Origins: This is yet another case where someone’s humorous commentary has been slapped on top of photographs from another source, but in this case the text isn’t too far off the mark. The original caption accompanying these pictures correctly reflects the fact that these photographs were taken around Winnipeg, not Baltimore:
This happened just outside of Winnepeg. Ft. Gary had a call this morning (Saturday) that there was a deer on a pole . . . right! Sure enough there was. This is right beside the tracks a few miles west of Headingly Station. They figure that a train hit it and launched it up there.
These photographs are “real” in the sense that they are indeed pictures taken in early January 2003 of a deer found atop a 25-foot-high communications pole in Headingley, a town just northwest of (and formerly a part of) Winnipeg, Manitoba. Plenty of people in the area saw the deer atop the pole (including the Manitoba Hydro workers who eventually removed it), and the story was covered by local CBC radio and TV outlets.

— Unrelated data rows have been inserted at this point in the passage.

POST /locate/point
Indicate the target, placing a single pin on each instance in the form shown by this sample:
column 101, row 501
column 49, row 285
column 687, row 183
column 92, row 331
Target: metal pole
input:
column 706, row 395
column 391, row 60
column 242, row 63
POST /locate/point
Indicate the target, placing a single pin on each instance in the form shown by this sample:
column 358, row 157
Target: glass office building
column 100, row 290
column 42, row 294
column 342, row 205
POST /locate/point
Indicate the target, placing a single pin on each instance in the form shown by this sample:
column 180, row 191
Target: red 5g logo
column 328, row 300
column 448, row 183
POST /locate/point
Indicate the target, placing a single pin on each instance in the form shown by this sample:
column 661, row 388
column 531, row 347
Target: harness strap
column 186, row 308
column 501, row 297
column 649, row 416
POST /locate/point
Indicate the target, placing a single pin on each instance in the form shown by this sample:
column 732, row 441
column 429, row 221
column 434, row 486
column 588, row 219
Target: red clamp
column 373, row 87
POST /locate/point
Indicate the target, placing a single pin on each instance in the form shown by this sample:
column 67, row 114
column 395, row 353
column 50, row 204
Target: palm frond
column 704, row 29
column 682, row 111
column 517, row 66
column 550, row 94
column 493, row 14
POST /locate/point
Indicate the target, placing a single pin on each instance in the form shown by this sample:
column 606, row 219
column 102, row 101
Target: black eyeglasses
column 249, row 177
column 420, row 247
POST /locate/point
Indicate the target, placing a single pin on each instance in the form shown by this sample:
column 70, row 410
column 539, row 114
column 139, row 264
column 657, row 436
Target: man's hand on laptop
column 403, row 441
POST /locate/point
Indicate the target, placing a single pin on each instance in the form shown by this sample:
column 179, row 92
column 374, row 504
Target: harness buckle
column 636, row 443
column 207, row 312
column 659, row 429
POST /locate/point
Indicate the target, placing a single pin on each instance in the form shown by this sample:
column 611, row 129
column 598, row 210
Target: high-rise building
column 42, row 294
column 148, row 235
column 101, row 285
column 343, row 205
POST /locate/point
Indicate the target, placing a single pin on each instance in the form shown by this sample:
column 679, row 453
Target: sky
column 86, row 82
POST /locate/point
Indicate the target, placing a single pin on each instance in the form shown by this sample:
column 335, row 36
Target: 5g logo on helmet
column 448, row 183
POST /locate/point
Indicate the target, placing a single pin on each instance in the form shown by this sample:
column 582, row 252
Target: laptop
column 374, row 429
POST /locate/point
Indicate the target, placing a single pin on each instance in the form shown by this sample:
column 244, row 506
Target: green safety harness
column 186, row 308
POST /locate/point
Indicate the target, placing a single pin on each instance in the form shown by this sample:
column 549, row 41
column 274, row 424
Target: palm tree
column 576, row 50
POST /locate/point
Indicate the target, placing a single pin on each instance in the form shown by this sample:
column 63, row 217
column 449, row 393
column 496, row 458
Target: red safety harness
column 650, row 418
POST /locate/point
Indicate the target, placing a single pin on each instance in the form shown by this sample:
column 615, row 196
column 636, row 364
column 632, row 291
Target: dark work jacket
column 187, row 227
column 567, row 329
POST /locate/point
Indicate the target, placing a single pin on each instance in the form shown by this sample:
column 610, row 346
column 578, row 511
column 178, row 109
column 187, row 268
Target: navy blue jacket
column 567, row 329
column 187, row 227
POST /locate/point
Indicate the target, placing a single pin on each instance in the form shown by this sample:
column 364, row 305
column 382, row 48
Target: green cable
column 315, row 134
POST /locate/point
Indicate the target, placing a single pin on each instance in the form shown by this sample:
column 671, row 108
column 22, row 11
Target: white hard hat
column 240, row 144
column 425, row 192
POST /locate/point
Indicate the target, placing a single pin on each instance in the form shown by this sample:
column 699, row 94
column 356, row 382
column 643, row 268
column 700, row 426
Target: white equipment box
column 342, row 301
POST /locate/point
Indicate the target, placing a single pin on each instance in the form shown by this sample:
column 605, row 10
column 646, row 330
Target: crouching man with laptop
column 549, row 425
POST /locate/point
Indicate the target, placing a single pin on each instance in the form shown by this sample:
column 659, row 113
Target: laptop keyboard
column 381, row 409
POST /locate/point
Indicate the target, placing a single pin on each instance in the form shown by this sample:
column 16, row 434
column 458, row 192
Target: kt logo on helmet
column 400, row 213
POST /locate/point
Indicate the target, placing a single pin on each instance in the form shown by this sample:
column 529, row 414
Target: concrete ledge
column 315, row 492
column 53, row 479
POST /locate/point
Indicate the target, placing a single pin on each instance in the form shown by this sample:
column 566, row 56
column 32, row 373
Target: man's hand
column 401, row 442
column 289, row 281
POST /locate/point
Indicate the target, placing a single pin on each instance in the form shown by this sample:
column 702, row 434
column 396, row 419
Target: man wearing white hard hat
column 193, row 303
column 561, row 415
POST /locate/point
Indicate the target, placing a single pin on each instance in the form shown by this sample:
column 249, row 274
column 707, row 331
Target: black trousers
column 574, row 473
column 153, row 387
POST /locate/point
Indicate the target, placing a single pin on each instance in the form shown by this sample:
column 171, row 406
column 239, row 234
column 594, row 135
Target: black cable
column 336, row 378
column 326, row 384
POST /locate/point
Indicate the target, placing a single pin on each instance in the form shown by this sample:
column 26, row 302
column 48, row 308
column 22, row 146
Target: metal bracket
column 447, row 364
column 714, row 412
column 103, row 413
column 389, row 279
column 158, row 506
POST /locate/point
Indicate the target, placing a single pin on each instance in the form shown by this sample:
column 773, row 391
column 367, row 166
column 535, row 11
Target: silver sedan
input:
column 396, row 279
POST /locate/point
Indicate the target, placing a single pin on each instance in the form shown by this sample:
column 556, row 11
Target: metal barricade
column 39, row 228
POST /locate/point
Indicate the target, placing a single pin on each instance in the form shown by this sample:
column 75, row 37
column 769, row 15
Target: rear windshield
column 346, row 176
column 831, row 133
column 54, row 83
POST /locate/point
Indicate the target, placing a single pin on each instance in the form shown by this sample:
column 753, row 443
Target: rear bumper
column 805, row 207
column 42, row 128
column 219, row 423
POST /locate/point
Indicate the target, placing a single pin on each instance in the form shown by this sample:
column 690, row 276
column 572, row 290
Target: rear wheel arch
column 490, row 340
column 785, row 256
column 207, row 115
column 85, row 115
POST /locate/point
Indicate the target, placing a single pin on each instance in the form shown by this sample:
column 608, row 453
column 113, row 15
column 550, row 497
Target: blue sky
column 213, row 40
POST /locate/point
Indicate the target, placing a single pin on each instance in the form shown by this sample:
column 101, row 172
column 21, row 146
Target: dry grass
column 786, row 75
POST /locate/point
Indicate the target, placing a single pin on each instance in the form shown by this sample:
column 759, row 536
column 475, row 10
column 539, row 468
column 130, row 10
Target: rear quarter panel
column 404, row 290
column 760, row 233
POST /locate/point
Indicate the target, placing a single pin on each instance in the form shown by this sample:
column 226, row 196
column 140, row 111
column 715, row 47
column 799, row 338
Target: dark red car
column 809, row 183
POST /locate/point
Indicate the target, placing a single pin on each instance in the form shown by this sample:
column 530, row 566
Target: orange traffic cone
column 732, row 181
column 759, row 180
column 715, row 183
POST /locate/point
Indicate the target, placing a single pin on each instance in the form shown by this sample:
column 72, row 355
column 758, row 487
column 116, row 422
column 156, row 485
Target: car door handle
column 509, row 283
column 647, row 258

The issue of whether the deer was really launched atop the pole when it was struck by a train is less certain. The Canadian National Railways (CNR) maintained they received no report from any of their engineers about a train’s hitting a deer in the Headingley area, and whether a deer’s torso could have been struck with enough force to launch it 25 feet up in the air yet remain mostly undamaged (save for missing portions of its back legs) has been the subject of much debate. (The general consensus is that the feat is rather improbable but technically possible.) Others have speculated that the deer was indeed hit and killed by a passing train, but it was then somehow deliberately set atop the pole by local pranksters.